Posted on June 26, 2014 at 9:02 AM

Updated Thursday, Jun 26 at 1:04 PM

WASHINGTON (AP) — Some colleges and universities are failing students by inadequately responding to campus sexual assault, a senior Education Department official testified Thursday.

"For those schools, my office and this administration have made it clear that the time for delay is over," Catherine Lhamon, the department's assistant secretary for civil rights, said in prepared testimony to the Senate committee on Health, Education, Labor and Pensions.

Lhamon said that since the beginning of President Barack Obama's term in 2009, her office has investigated more than 100 such cases. Through them, she said, the office is aware that some schools are doing things such as retaliating against students for filing sexual assault complaints, delaying investigations and allowing perpetrators to remain in school even after they are found responsible.

"As effective as we have been over the years, the problem of sexual violence has nonetheless persisted across too many of our students' experiences in institutions of higher education," Lhamon said.

Lhamon said she's pleased, however, that many colleges and universities are "stepping up to the challenge of addressing the problem of sexual assault."

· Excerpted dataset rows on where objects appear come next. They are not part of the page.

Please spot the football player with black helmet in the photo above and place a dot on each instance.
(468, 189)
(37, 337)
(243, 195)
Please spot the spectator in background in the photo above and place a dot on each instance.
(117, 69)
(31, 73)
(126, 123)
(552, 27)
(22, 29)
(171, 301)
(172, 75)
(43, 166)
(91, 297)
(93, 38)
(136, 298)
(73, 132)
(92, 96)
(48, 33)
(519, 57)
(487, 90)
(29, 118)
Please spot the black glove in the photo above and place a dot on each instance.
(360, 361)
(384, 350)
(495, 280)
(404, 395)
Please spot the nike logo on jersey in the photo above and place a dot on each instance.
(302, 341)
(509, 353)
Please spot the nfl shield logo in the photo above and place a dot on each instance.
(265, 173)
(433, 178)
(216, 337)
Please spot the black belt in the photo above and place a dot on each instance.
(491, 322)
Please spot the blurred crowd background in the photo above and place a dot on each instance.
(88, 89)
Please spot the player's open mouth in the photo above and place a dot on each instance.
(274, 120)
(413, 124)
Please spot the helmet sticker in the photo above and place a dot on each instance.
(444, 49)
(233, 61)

The Education Department announced a proposed rule last week that would expand campus crime reporting requirements by requiring colleges and universities to compile statistics on stalking, dating violence and domestic violence. It also would spell out that both the victim and the accused perpetrator have the right to an adviser of their choice at campus disciplinary proceedings in these cases.

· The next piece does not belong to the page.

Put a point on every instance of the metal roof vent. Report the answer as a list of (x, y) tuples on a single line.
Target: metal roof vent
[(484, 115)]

Earlier this year, a White House task force on sexual assault recommended actions that colleges and universities should take, including ensuring the availability of confidential victims' advocates and conducting surveys to better gauge the frequency of sexual assault on their campuses. The department also took the unprecedented step of releasing the names of 55 schools facing federal investigation under Title IX for the way they handle sexual abuse allegations.